Recent judgments coming out of our courts make employers responsible for badly behaved employees even when those employees are not acting in the course and scope of their employment. These decisions represent an extension of the doctrine of vicarious liability and means that employers are going to have to keep a closer eye on their employees’ activities to avoid being exposed to substantial claims. The Mercury recently reported as follows:
Big brother’s watching in the workplace
April 19, 2006
After two recent court decisions, South African employers may now be held liable for the harassing and racist actions of their employees – online and offline.
These judgments signal a significant departure for long held views on vicarious liability of employers.
In the past, employers were only held liable for actions committed by employees in the course of their employment duties.
Now, employers may also be held liable for employee actions far beyond the scope of their employment, such as the abuse of e-mail and internet facilities.
On April 6 2006, the Cape Labour Court ruled in the matter of Xolile Finca v Old Mutual that the employer (Old Mutual) failed to take appropriate action against a white employee who used the k-word towards black fellow employees.
According to the court, such failure by the employer constituted direct and unfair discrimination, and directed Old Mutual to cover Finca’s legal costs and pay a significant amount as compensation.
In a similar case, the Court of Appeal confirmed an earlier decision of the Cape High Court in the matter of Media24 v Grobler, ruling that an employer may be held liable for the harassing actions of employees towards others. In the Media24 judgment, the court found that an employer had a legal duty to ensure a friendly workplace free from, among other things, harassment.
Since Media24 failed to comply with such a duty, the court ordered it to cover Grobler’s legal costs and pay compensation to the amount of R210 000.

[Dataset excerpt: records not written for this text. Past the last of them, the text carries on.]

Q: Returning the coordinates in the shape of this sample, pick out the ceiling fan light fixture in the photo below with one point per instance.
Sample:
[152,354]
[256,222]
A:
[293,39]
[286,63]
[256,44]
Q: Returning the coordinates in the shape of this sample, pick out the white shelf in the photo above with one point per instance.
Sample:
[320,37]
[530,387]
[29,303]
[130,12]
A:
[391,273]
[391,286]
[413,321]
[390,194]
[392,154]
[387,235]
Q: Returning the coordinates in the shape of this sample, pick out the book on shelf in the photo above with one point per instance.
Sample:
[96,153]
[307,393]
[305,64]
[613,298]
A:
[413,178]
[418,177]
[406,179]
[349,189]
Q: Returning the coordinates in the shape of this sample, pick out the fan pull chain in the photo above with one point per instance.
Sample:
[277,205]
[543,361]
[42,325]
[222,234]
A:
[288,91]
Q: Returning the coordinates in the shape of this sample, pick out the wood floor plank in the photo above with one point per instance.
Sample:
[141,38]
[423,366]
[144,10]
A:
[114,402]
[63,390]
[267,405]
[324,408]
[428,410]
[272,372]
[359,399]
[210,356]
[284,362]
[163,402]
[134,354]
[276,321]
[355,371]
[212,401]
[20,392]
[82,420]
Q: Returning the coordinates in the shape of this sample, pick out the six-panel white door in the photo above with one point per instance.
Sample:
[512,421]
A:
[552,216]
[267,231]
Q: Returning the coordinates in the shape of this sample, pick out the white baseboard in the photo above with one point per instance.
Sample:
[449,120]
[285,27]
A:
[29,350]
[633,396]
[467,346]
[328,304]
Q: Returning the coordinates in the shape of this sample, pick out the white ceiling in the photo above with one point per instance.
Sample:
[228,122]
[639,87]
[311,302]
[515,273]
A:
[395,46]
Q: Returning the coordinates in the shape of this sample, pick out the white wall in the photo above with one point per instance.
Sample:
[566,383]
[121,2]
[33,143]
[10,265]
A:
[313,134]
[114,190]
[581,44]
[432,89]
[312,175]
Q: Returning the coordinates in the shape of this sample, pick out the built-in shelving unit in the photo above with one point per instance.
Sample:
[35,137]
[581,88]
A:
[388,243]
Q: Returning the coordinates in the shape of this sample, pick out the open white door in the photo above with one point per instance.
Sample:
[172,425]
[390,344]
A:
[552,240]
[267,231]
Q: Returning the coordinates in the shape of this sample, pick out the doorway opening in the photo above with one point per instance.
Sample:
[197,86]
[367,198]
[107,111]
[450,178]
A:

It has become increasingly important for companies to actively monitor what their IT infrastructure is being used for over and above the physical working environment. An important component of an employer’s efforts to limit abuse of its IT infrastructure and the various forms of harassment is the employer’s set of policies and procedures. Employers should ensure that adequate IT policies are put in place determining the acceptable use of its IT infrastructure and making provision for the interception and monitoring of all activity on the employer’s network (written consent is required in terms of the Regulation of Interception of Communications Act) and that these policies are regularly updated as well as enforced consistently.
It is also important that employers take steps to ensure that policies addressing sexual harassment as well as other forms of harassment are put in place and employees are educated about what constitutes inappropriate behaviour in the workplace. The Code of Good Practice on Sexual Harassment is particularly helpful in this regard.
We used to laugh at how American companies were sued at the drop of a hat but now it seems South Africa is not far behind. South African employers cannot afford to be complacent anymore.